純ココアとなんにもない

ココアを飲みながらこんなことを考えました。豆乳で割ってはちみつをまぜた純ココアはどこまでが純ココアでどこからが不純ココアなのだろう。純であったはずの彼らの誇りはどこに残っているのだろう。彼らがかつて純であったことを認めてくれる第三者がいたとして、そのことはどんどん純から遠ざかっている彼らにどれほどの救いをもたらすのだろう。彼らは彼らがかつて純であったことを覚えているだろうか。純ココアではない豆乳で割ってはちみつをまぜた純ココアという矛盾の中で、彼らは永遠にうずまき続けるのだろうか。スプーンでぐるぐると回されるように。マグカップの中ですべてがまざりあった瞬間、純ココアの漸近線が限りなくゼロに近づいた点Pにおいて。そこにはもう、きっと、なんにもなくなる。なんにもない。なんにもないところになる。

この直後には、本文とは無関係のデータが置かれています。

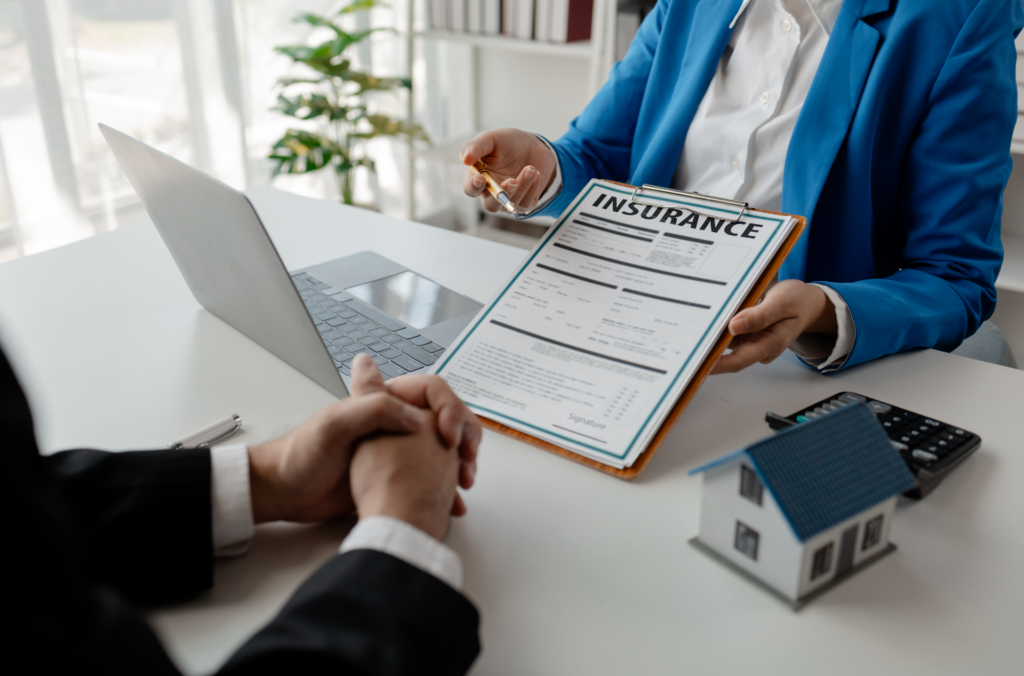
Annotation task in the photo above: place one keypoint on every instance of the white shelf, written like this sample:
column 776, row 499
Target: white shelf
column 571, row 49
column 1012, row 275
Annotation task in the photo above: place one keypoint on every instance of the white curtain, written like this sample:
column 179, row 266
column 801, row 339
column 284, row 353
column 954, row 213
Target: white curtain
column 194, row 78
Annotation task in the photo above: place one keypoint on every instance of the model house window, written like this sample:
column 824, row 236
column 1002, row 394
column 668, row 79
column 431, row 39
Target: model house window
column 747, row 540
column 750, row 484
column 822, row 561
column 872, row 533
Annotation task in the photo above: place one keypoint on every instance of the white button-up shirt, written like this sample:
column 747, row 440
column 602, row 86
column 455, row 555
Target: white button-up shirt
column 736, row 144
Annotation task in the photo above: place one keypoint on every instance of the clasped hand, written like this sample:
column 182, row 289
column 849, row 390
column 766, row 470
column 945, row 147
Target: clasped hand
column 399, row 449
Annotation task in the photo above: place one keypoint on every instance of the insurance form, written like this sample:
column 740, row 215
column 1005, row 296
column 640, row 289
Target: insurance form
column 596, row 335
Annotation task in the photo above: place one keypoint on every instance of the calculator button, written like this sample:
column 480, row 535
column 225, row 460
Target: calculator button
column 879, row 409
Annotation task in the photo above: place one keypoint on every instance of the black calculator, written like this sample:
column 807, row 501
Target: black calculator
column 931, row 448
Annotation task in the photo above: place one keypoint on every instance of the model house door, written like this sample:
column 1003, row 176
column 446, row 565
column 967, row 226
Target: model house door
column 846, row 551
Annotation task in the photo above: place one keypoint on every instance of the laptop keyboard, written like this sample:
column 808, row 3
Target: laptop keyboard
column 347, row 332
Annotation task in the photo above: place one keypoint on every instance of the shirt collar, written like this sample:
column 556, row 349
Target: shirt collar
column 826, row 11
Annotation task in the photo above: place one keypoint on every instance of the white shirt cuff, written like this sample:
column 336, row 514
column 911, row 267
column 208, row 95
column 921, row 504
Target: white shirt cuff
column 231, row 501
column 820, row 350
column 407, row 542
column 556, row 183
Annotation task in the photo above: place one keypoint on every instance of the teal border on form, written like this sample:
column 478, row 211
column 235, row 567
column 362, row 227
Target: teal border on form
column 583, row 196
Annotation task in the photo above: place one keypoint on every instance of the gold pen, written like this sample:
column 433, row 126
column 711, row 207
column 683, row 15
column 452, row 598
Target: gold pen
column 503, row 199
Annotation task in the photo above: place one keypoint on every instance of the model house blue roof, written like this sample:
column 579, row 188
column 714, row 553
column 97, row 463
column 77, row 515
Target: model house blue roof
column 823, row 471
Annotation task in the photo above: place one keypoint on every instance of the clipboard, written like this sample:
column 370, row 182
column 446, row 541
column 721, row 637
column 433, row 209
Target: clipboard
column 721, row 344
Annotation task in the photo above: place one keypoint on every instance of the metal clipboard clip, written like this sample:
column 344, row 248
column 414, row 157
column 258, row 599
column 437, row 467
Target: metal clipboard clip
column 637, row 192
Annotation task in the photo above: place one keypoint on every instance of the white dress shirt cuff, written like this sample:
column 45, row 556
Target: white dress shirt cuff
column 822, row 351
column 556, row 184
column 412, row 545
column 231, row 501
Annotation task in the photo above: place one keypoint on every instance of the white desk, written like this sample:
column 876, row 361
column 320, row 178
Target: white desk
column 574, row 573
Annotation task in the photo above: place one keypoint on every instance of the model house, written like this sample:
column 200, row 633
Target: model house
column 803, row 509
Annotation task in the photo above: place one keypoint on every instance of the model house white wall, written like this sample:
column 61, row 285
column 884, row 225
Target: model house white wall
column 782, row 561
column 779, row 553
column 834, row 535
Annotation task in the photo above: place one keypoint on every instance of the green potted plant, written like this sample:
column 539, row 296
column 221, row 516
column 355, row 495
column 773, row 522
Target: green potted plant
column 335, row 97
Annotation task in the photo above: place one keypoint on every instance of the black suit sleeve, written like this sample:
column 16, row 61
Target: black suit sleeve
column 366, row 613
column 142, row 518
column 86, row 529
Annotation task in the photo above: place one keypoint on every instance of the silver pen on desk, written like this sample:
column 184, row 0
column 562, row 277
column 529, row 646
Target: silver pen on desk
column 210, row 434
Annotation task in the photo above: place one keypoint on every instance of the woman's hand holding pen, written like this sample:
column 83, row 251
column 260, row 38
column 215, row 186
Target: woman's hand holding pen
column 520, row 162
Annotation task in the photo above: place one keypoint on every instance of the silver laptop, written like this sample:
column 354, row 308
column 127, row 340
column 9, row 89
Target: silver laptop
column 316, row 319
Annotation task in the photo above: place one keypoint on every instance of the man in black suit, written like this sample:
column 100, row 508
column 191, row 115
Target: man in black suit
column 92, row 535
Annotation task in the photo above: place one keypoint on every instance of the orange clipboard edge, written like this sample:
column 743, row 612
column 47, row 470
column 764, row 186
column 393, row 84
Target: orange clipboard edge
column 640, row 463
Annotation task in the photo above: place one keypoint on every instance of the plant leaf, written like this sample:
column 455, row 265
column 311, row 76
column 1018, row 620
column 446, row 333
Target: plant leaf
column 299, row 152
column 308, row 107
column 371, row 83
column 360, row 5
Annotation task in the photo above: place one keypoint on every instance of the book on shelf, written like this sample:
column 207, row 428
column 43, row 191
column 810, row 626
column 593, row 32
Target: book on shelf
column 523, row 18
column 542, row 20
column 438, row 15
column 627, row 25
column 508, row 17
column 474, row 15
column 570, row 20
column 492, row 16
column 629, row 16
column 457, row 15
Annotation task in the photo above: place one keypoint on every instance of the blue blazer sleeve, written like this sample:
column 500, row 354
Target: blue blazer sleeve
column 949, row 201
column 599, row 142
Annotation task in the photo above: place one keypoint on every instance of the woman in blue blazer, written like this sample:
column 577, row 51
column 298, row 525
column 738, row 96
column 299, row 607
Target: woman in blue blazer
column 898, row 159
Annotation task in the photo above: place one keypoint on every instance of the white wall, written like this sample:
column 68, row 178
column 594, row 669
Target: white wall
column 721, row 506
column 835, row 535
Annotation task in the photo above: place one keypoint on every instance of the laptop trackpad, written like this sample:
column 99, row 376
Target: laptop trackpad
column 414, row 300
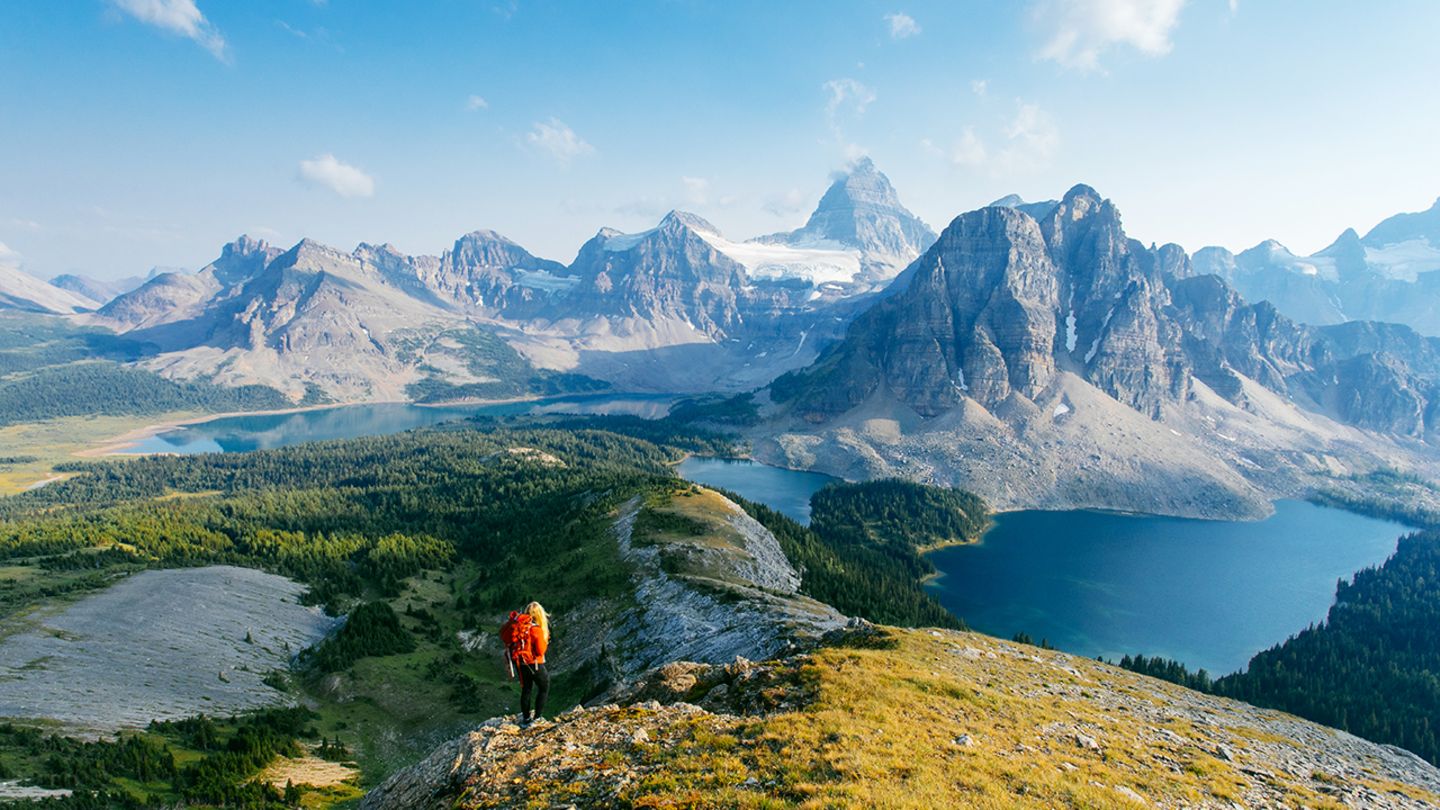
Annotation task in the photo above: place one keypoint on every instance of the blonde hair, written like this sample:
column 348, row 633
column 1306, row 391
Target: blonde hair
column 540, row 617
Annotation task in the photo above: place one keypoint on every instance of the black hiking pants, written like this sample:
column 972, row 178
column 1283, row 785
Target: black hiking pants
column 533, row 678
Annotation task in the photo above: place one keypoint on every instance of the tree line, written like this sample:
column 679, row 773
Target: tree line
column 1371, row 668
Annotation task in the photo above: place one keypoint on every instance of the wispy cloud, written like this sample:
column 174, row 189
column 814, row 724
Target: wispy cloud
column 326, row 172
column 1079, row 32
column 784, row 203
column 182, row 18
column 902, row 26
column 847, row 94
column 846, row 100
column 9, row 257
column 1033, row 139
column 968, row 150
column 1023, row 141
column 558, row 140
column 697, row 190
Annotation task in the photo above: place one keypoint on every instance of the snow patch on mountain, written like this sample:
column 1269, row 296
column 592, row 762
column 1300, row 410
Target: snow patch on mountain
column 782, row 263
column 1403, row 261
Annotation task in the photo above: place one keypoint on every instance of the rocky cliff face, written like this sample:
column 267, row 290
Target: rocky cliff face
column 1391, row 274
column 863, row 211
column 1002, row 300
column 1057, row 362
column 710, row 597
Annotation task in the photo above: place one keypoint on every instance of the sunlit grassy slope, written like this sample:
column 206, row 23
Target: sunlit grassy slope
column 942, row 719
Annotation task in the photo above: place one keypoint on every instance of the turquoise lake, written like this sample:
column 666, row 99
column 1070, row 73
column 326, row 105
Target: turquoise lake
column 1206, row 593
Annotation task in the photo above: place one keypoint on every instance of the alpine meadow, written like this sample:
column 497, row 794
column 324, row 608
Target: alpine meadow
column 546, row 404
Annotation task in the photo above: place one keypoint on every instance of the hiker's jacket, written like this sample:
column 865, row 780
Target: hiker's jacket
column 524, row 640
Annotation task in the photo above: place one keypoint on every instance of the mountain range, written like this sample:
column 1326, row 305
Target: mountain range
column 1046, row 359
column 1033, row 352
column 677, row 307
column 1390, row 274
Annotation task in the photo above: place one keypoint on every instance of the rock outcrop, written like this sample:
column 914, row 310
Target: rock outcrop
column 710, row 597
column 910, row 719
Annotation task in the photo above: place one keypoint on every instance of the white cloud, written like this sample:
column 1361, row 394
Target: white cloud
column 559, row 140
column 902, row 26
column 1023, row 143
column 847, row 94
column 966, row 152
column 846, row 100
column 697, row 190
column 180, row 18
column 1077, row 32
column 327, row 172
column 1033, row 139
column 785, row 203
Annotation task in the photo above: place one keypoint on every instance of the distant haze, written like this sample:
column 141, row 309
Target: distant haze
column 133, row 143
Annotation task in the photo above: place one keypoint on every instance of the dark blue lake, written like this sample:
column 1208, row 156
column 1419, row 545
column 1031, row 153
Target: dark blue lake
column 1206, row 593
column 784, row 490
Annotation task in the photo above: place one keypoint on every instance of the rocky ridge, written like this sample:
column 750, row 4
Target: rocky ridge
column 1390, row 274
column 1056, row 363
column 912, row 719
column 677, row 307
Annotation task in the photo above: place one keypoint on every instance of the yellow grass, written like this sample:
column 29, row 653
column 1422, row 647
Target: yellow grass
column 62, row 440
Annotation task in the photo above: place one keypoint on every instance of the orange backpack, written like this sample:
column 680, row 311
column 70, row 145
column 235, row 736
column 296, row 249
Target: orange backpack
column 519, row 637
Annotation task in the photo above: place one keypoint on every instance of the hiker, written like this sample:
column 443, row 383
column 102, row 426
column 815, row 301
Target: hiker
column 526, row 636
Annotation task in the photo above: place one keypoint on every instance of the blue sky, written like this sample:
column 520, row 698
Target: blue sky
column 138, row 133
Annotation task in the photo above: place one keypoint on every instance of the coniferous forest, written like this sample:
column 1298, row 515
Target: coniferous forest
column 1371, row 668
column 415, row 538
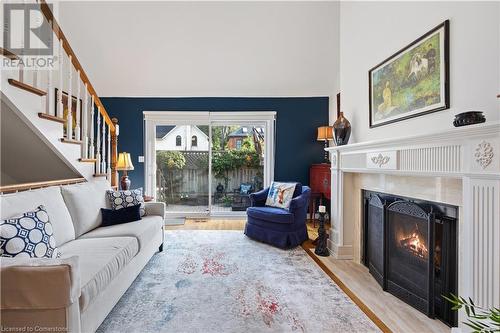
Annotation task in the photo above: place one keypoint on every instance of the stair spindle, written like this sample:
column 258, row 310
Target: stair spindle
column 98, row 143
column 85, row 121
column 60, row 106
column 78, row 106
column 69, row 123
column 50, row 93
column 91, row 133
column 108, row 162
column 103, row 149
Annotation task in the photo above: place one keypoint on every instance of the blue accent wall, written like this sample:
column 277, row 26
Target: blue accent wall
column 297, row 119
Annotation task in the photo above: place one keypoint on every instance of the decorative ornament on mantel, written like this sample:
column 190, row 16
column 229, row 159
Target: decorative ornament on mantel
column 380, row 160
column 341, row 127
column 469, row 118
column 484, row 154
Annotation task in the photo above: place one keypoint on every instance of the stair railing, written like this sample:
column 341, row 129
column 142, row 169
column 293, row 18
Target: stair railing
column 72, row 90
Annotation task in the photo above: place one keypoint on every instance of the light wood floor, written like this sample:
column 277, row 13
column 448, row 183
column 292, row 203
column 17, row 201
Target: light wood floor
column 230, row 224
column 388, row 312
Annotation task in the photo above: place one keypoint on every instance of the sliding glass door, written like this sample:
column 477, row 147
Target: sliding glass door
column 201, row 163
column 237, row 166
column 182, row 175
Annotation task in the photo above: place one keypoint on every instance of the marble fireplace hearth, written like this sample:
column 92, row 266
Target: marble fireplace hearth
column 459, row 167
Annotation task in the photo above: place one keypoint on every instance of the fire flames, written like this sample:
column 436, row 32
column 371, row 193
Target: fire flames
column 415, row 244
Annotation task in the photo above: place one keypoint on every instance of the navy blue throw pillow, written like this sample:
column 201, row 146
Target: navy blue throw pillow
column 119, row 216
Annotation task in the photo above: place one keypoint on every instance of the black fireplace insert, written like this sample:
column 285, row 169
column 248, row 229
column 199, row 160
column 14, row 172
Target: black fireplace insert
column 410, row 248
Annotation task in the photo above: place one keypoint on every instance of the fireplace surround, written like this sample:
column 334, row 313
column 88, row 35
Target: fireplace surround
column 410, row 249
column 458, row 166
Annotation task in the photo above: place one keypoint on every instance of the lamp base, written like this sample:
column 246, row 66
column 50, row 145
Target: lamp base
column 125, row 183
column 327, row 154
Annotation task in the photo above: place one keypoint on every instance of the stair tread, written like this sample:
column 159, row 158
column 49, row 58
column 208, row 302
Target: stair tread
column 26, row 87
column 51, row 117
column 72, row 141
column 9, row 54
column 87, row 160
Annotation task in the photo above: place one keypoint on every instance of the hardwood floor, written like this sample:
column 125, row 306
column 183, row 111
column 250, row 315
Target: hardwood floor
column 229, row 224
column 386, row 311
column 355, row 280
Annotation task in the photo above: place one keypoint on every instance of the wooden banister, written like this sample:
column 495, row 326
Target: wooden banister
column 74, row 60
column 35, row 185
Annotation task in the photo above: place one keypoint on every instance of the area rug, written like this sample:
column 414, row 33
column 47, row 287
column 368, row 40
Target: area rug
column 179, row 221
column 221, row 281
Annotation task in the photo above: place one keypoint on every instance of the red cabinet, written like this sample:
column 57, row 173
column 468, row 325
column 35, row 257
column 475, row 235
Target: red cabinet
column 319, row 179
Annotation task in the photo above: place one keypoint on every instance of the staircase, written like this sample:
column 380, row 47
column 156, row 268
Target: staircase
column 85, row 138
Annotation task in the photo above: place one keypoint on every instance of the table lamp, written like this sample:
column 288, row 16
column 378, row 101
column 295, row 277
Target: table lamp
column 124, row 164
column 325, row 133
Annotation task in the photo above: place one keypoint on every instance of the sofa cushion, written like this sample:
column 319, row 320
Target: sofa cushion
column 100, row 261
column 126, row 198
column 271, row 214
column 144, row 230
column 29, row 235
column 84, row 202
column 18, row 203
column 120, row 216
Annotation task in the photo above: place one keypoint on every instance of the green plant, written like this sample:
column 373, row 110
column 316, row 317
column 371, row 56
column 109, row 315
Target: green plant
column 478, row 318
column 169, row 162
column 227, row 201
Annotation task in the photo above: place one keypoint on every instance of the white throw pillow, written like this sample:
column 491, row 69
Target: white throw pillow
column 29, row 235
column 126, row 198
column 280, row 195
column 84, row 202
column 17, row 203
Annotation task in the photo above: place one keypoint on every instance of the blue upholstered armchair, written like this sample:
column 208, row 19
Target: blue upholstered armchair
column 279, row 227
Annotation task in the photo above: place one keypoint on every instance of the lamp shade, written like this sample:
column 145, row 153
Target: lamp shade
column 124, row 162
column 325, row 133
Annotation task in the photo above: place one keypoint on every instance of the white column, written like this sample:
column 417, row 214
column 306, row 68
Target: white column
column 60, row 106
column 77, row 126
column 336, row 243
column 69, row 118
column 108, row 161
column 98, row 143
column 85, row 122
column 103, row 149
column 91, row 133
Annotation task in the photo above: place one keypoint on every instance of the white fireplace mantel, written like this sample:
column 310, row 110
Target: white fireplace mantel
column 470, row 154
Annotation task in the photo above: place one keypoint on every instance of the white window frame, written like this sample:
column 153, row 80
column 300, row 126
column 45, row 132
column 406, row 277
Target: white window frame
column 266, row 119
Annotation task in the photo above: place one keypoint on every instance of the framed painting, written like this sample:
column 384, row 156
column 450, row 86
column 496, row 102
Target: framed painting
column 65, row 109
column 412, row 82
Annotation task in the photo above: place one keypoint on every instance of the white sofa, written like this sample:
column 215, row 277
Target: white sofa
column 98, row 264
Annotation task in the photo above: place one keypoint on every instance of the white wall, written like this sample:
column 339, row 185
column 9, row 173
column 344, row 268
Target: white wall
column 372, row 31
column 160, row 48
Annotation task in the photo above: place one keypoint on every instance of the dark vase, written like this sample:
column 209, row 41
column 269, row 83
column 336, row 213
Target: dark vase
column 342, row 130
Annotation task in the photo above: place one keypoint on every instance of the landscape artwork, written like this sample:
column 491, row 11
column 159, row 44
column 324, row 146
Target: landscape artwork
column 412, row 82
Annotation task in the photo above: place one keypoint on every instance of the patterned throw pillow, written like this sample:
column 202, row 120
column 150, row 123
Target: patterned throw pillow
column 127, row 198
column 29, row 235
column 280, row 195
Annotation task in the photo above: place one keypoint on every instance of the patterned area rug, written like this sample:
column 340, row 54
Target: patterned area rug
column 221, row 281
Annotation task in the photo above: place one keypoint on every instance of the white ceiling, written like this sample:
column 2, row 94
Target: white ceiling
column 205, row 48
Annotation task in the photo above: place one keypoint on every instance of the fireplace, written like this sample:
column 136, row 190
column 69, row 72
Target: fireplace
column 410, row 250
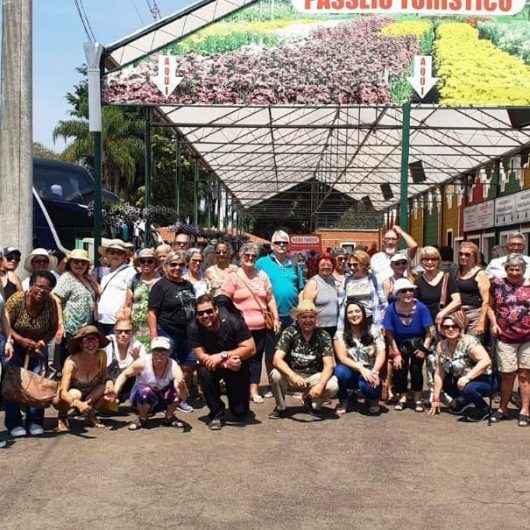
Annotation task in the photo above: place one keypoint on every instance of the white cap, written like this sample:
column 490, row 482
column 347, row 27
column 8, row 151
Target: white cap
column 403, row 283
column 160, row 343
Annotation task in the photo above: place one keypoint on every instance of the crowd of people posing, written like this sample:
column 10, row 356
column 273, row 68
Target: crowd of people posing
column 167, row 328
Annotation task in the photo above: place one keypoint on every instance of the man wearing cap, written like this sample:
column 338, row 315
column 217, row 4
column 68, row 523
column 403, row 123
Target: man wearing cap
column 159, row 384
column 223, row 344
column 114, row 284
column 304, row 360
column 380, row 261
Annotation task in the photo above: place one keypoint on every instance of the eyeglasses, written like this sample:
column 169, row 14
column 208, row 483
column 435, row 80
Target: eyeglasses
column 205, row 312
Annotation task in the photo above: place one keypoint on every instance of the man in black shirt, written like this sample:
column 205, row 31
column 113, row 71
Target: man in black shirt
column 222, row 343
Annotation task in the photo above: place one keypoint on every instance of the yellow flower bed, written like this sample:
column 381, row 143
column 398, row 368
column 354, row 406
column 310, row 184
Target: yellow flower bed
column 475, row 72
column 407, row 27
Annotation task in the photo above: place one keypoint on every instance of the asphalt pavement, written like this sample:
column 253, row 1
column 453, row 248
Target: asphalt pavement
column 399, row 470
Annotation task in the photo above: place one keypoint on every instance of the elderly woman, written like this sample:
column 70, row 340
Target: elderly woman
column 462, row 371
column 195, row 274
column 137, row 300
column 85, row 384
column 409, row 329
column 473, row 285
column 360, row 352
column 34, row 322
column 436, row 289
column 510, row 322
column 217, row 274
column 251, row 292
column 322, row 291
column 363, row 286
column 159, row 384
column 171, row 308
column 78, row 294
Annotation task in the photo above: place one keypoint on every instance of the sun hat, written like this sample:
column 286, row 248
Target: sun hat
column 74, row 344
column 43, row 253
column 403, row 283
column 160, row 343
column 399, row 256
column 305, row 306
column 144, row 253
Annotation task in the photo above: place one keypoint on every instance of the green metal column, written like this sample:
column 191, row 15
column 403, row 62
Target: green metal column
column 404, row 188
column 148, row 169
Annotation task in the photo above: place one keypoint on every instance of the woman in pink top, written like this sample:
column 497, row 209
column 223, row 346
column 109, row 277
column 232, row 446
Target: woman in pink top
column 251, row 292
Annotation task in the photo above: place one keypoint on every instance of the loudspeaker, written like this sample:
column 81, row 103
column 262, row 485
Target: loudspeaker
column 519, row 118
column 416, row 172
column 386, row 190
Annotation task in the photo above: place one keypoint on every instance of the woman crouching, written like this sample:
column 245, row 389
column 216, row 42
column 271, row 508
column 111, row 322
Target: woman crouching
column 463, row 370
column 85, row 385
column 159, row 385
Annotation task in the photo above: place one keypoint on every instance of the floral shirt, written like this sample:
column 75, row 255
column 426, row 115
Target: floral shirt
column 512, row 308
column 78, row 300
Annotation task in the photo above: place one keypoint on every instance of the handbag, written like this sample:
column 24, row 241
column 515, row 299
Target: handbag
column 20, row 385
column 267, row 315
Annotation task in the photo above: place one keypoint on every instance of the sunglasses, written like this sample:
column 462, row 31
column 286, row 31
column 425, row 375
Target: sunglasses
column 205, row 312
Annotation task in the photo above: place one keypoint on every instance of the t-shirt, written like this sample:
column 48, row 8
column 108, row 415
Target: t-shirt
column 231, row 333
column 420, row 321
column 174, row 305
column 430, row 295
column 236, row 286
column 114, row 286
column 305, row 357
column 286, row 279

なんにもないところは最高だろうなあ。ああ、なんにもないところにいきたいなあ。なんにもないところってどこにあるのだろう。勇気を出して「なんにもないところ行きの切符はありますか」とお星さまにたずねてみたら、知らん顔をされました。

◇◇◇

いちいち気付かなくてもよかったことに、いちいち気付いてしまって、そうすると自分の立っている地面がすこしずつ、まわりから崩れていって、そのスピードはゆっくりであるはずなのに、あっ、と思う間もなく、落ちて、落ちた先にはいろいろな景色があり、そこはときには新世界であり、ときには旧石器時代であり、ときにはインフレーションする宇宙であり、ときには新宿のゴミ捨て場であり、ときには母校の理科室であり、ときには時空間のゆがみによって生じたちいさなすきまであり、ときには蟻と同じ目線の草むらの中であり、ときには英国のお茶会の庭園であり、ときにはざらざらしたスケッチブックの上であり、ときには液晶の中であり、ときにはシュウソカリの壜の中であり、ときには母の胎内であり、ときには時間だけが流れつづけるがまったく生物のいない仮想原郷的空間であり、ときには病院のベッドであり、とにかく、それを繰り返していると、つかれてしまって、もうわけがわからなくなってしまって、わからないこともどうでもよくなってしまって、ありとあらゆる情報因子が、ツタのように身体中にびっしりとついていることに気がつき、きもちがわるいので、躊躇なくそれらをふるい落としてしまうと、その途端にそれがもう何だったか、すっかり忘れてしまうのです。

◇◇◇

なんにもないところへいきたい。なんにもないということ以上になにかがあるなんてことはないでしょう。切符はなかったけれど、どうやらバス停がみつかったようです。でも、待てど暮らせど、なんにもないところ行きのバスはやってきません。どうやらまだだめということらしいです。なんにもないになるにはいったい何がたりないのでしょう。お月さまにたずねようとしたけれど、恥ずかしくなって、だまって下を向いて手についたインクのしみを黙々と洗い流します。どこまでがしみでどこからが手なのだろう。どこまでが純ココアなのだろう。ふと見上げると、ガラス窓の桟でじたばたしている小さな蟻と目が合いました。あ。と思いました。蟻は蟻です。純ココアは純ココアです。純ココアは、純ココアである以上、純ココアです。なぜなら、純ココアだから。

休憩がてら飲んだココアが、わずかに南を指してくれたような、しかしかえって混沌を招いてくれたような、なんだかうまく言えませんが、そんな気分です。